A Kappa’s Trail - developed by Brownie Brown, DSiWare, 2010
Nintendo subsidiary Brownie Brown has been around for two decades now — they’re currently known as 1-Up Studio — and have spent about half of their existence assisting on titles primarily developed by other studios. Did you know: 1-Up Studio has credits on Captain Toad: Treasure Tracker? On Ring Fit Adventure? On Animal Crossing: New Horizons? How about on Super Mario Odyssey? Before they were in this role as a studio that helped out on some of Nintendo’s most significant releases, they developed their own games for Nintendo’s handheld systems. And before that, as with so many other developers (hello again to Monolith), they were mostly disgruntled Squaresoft employees who wanted to work somewhere else.
While their work making their own games for Nintendo systems tended to leave them in the RPG space that their Square pedigree prepared them for — Brownie Brown is responsible for Magical Vacation, Magical Starsign, the Mana-series games Square Enix made for Nintendo after the two made up following their 90s falling out, and, of course, the crown jewel of their solo time, Mother 3 — the game you’re reading about right now is a platformer. And despite its status as a little known, digital-only release on the underrated DSiWare storefront, likely contributed in part to their shift to assisting on major platformers for Nintendo.

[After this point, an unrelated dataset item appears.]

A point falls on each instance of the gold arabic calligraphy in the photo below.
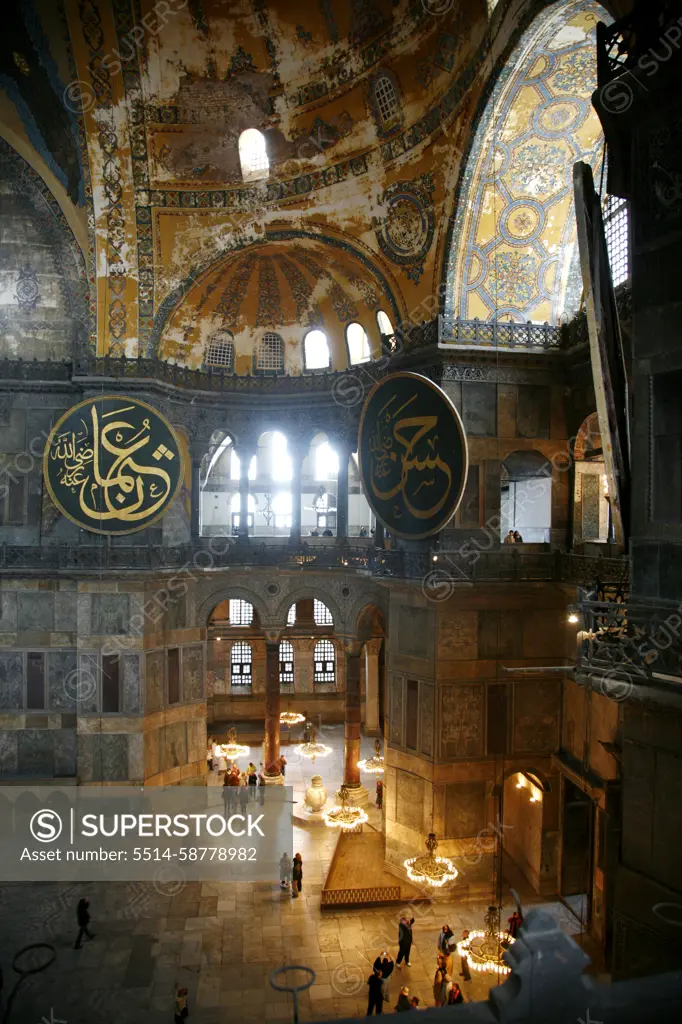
(391, 431)
(129, 491)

A Kappa’s Trail is a deceptively difficult and involved platformer, where you use the stylus to draw a path for a Kappa to reach the exit of the stage. A simple enough premise, but the path is full of enemies that you cannot directly attack, you have limited health, the floor is constantly falling away or the lights are turning off or boulders are falling from the ceiling or the floor is vanishing in some kind of fall-to-your-death memory game, and also, a giant demon hand falls from the sky and perfectly follows the path you drew for your Kappa, and if it reaches him, you fail and have to start the stage over.
So! You are attempting to draw a path to safety and continue to update that path to navigate around enemies, around obstacles, and to make sure you don’t accidentally double back into the hand chasing you. You need to collect coins so you can purchase health items, upgrades, and so on, but attempting to collect coins also makes the stages significantly more difficult. However, without the upgrades coins can buy you, the stages become significantly more difficult! This game is as tough as it is cute, and let me tell you: it is cute.
Unlike the WiiWare shop, DSiWare is still active through the 3DS’ eShop. If you have $5 and love a tough platformer, I cannot recommend A Kappa’s Trail enough. I didn’t even get into the fact it comes with bonus platforming games that are plenty tough and rewarding in their own right, but the main game is lovely on its own.